Her voice broke in doubt and frustration. Tansen wanted to comfort her, to reach out and stroke her hair, take her in his arms. But after the things they had said to each other at Dalishar, he wasn't sure she would find that as comforting as he would. And a good man, his grandfather had taught him, didn't use a woman for what would please him unless she'd made it clear that it would please her, too.
Tansen had always tried to be a good man. He had failed many times, but he didn't want to keep failing with Mirabar. Not anymore.
Wanting to distract her, and unable to resist at least some contact, he reached out and lightly touched her left hand, the one he had cut with his engraved Kintish blade today. "Does it hurt?"

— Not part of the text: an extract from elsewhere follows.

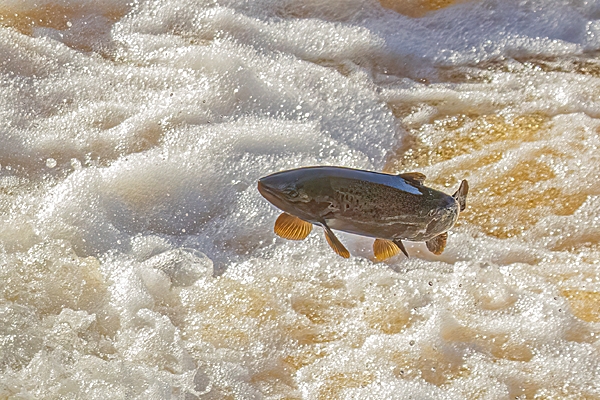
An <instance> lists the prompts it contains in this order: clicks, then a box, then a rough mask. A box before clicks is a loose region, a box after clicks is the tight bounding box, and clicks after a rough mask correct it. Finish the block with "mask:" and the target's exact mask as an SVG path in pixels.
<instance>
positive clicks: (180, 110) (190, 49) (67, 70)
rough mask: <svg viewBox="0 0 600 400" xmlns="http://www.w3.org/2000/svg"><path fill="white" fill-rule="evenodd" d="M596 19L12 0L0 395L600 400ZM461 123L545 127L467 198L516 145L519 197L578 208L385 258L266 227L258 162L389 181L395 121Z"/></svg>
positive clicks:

"Hmm?" As he had hoped, the question coaxed her attention away from the thoughts that tormented her. She looked down now at the fresh bandage on her fine-boned hand. "Oh, that." She shrugged with a shallah woman's contempt for pain. "Not really."
"You did very well today."
"So did you," she replied. "You were good with the people."

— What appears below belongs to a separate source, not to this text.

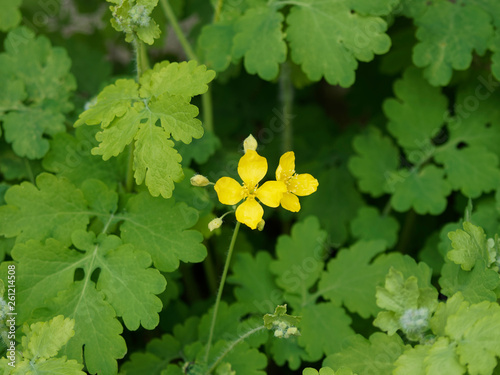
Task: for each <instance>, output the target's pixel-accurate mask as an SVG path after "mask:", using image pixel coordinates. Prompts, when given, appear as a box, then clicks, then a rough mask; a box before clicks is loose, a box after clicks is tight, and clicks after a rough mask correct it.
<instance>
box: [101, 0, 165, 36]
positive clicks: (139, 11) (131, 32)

"Josarian was good with people. I'm good with weapons." He had left his swords inside, though. Now that the Valdani had surrendered, he and Mirabar were safe here. Kiloran had circumvented custom once in the past by arranging for Outlookers to ambush Josarian in Sanctuary. But no Silerian would violate centuries of custom by attacking an enemy on Sanctuary grounds, so Tansen could relax his vigilance tonight.
"No, you've improved," Mirabar said. "You were very good with the crowd today. You gave them what they wanted and knew how to get what we wanted."
It pleased him, because he hoped it was true—and because she had bothered to notice and troubled to say so.